Merhum Aliya İzzetbegoviç "Soykırımı unutmayın çünkü unutulan soykırım tekrarlanır." demişti. Bugün Srebrenitsa katliamının üzerinden 29 yıl geçmişken tüm dünyanın gözleri önünde dokuz ayı aşkın bir süredir Gazze'de siyonistlerin eliyle vahşi bir soykırım daha gerçekleştiriliyor. Srebrenitsa'da olduğu gibi, bugün Gazze'deki soykırım da seyrediliyor. Siyonistlerin Gazze'de Filistin halkına uyguladığı zulüm ve katliamlar modern çağın en büyük trajedilerinden biridir. Sivil yerleşim alanlarına yapılan saldırılar masum çocukların, kadınların ve yaşlıların şehadetine, on binlerce insanın yaralanmasına ve evsiz kalmasına neden olmaktadır. Uluslararası toplumun bu konuda gösterdiği kayıtsızlık ve çifte standart adalet ve insan hakları açısından büyük bir utançtır. Her iki katliam da Batı'nın ve uluslararası toplumun ikiyüzlü ve çifte standartlı tutumunu gözler önüne sermektedir. Srebrenitsa'da ve Gazze'de yaşananlar, Müslümanların sistematik olarak maruz kaldığı zulmün ve uluslararası toplumun bu zulme karşı sessiz kalmasının acı örnekleridir.
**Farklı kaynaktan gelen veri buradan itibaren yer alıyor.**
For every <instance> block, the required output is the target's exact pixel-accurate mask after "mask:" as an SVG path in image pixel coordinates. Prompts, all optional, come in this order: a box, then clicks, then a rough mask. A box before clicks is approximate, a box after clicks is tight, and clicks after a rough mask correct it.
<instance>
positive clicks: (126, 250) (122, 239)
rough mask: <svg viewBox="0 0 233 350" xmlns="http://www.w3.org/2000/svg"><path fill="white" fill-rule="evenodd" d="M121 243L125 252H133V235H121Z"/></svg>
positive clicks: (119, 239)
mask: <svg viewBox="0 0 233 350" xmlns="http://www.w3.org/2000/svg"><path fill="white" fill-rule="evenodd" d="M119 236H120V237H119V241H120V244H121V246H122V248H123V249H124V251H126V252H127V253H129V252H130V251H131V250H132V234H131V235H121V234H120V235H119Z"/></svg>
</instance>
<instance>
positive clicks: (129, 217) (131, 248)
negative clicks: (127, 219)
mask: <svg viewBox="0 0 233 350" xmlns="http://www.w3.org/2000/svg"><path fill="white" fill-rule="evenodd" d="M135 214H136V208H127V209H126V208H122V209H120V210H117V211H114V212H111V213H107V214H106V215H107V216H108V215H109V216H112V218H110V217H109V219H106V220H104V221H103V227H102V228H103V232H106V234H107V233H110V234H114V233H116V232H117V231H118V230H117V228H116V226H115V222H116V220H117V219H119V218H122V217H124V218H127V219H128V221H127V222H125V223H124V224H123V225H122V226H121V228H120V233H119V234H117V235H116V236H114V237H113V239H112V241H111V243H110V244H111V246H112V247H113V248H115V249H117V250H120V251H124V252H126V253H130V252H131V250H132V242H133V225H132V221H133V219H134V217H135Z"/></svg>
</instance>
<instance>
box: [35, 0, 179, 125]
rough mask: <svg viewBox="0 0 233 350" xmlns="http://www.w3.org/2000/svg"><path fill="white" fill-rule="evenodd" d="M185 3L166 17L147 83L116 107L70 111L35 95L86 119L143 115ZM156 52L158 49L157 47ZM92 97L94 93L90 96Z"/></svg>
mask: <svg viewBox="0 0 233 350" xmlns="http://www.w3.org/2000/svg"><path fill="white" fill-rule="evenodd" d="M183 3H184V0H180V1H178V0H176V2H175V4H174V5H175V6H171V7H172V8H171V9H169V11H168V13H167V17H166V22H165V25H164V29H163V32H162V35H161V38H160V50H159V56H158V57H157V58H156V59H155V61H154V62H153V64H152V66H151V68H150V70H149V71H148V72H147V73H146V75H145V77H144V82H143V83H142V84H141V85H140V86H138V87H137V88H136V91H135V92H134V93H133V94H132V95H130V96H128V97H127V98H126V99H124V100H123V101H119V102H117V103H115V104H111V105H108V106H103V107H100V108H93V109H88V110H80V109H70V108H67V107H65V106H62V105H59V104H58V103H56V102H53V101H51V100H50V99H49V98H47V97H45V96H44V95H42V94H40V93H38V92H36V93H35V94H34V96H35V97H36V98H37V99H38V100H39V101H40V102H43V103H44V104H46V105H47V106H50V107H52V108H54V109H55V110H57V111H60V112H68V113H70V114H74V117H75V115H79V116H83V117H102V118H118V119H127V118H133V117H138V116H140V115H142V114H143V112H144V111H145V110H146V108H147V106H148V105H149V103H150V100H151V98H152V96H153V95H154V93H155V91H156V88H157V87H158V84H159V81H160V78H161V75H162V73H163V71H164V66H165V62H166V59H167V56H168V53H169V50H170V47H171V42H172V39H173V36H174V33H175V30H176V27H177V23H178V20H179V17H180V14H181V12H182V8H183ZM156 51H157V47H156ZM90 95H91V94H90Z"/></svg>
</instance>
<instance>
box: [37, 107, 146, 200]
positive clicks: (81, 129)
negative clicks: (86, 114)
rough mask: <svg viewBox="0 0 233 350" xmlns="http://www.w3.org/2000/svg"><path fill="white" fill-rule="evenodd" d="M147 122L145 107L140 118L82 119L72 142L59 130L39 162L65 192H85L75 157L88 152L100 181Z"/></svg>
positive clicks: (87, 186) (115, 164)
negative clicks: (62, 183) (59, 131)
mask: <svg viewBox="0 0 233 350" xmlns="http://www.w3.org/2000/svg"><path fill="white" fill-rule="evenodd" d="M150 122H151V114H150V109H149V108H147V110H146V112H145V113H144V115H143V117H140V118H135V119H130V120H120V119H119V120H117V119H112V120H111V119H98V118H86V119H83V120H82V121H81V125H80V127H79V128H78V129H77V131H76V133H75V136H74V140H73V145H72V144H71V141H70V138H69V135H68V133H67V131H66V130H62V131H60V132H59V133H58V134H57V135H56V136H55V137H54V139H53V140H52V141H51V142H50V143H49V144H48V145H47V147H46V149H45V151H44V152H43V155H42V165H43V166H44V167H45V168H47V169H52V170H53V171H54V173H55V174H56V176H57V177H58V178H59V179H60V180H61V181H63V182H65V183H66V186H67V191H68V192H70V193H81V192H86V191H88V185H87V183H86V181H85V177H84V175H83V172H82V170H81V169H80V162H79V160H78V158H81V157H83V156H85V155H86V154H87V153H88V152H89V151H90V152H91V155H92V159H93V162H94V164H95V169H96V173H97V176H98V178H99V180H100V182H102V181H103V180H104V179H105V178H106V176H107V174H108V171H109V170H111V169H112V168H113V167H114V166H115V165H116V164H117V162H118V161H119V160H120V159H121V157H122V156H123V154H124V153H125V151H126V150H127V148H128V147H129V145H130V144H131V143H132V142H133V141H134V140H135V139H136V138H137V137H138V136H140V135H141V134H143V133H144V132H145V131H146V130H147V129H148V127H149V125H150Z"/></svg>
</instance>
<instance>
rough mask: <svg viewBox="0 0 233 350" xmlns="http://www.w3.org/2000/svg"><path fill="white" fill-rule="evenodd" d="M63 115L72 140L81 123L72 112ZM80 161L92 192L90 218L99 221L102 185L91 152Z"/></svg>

Birleşmiş Milletler Genel Kurulu 11 Temmuzu Srebrenitsa Soykırımını Anma Günü olarak ilan etti. Ancak bugün Gazze'de yeni ve çok daha vahşi bir soykırım yaşandığı hâlde Birleşmiş Milletler ve uluslararası toplum bir kez daha soykırımı seyretmekle yetiniyor. Hatta Güvenlik Konseyinin daimî üyeleri olan ABD, İngiltere ve Fransa gibi ülkeler siyonist İsrail'e silah, asker ve para göndererek soykırıma fiilen destek veriyorlar. Srebrenitsa ve Gazze'de yaşanan vahşet bize bir kez daha şunu hatırlatmaktadır: Biz dinlerine tabi olmadığımız ve onlara boyun eğmediğimiz müddetçe ne Avrupa ne de Birleşmiş Milletler Güvenlik Konseyi, Müslümanların lehine bir adım atmayacak, sözde medeni dünyalarında bizlere hayat hakkı tanımayacaklardır. Ukrayna konusunda Rusya'ya karşı gösterdikleri tepki ile Filistin konusunda siyonist İsrail'e karşı ortaya koydukları tavra bir bakın, aradaki fark hemen göze çarpar; bu iki farklı tutumun nedeni kurbanların inancından kaynaklanmaktadır.

Srebrenitsa'da yirmi dokuz yıl önce yaşanan soykırımın kurbanlarını rahmetle anarken şu anda Gazze'de devam etmekte olan soykırımın önüne geçilmesi için de elinde güç, imkân ve yetki bulunanlara bir kez daha somut ve caydırıcı adımlar atmaları çağrısında bulunuyorum. Siyonistlerin Gazze'de gerçekleştirdikleri soykırımın hesabını verecekleri günün çok uzakta olmadığı inanç ve temennisiyle Genel Kurulu saygıyla selamlıyorum. (AK PARTİ sıralarından alkışlar)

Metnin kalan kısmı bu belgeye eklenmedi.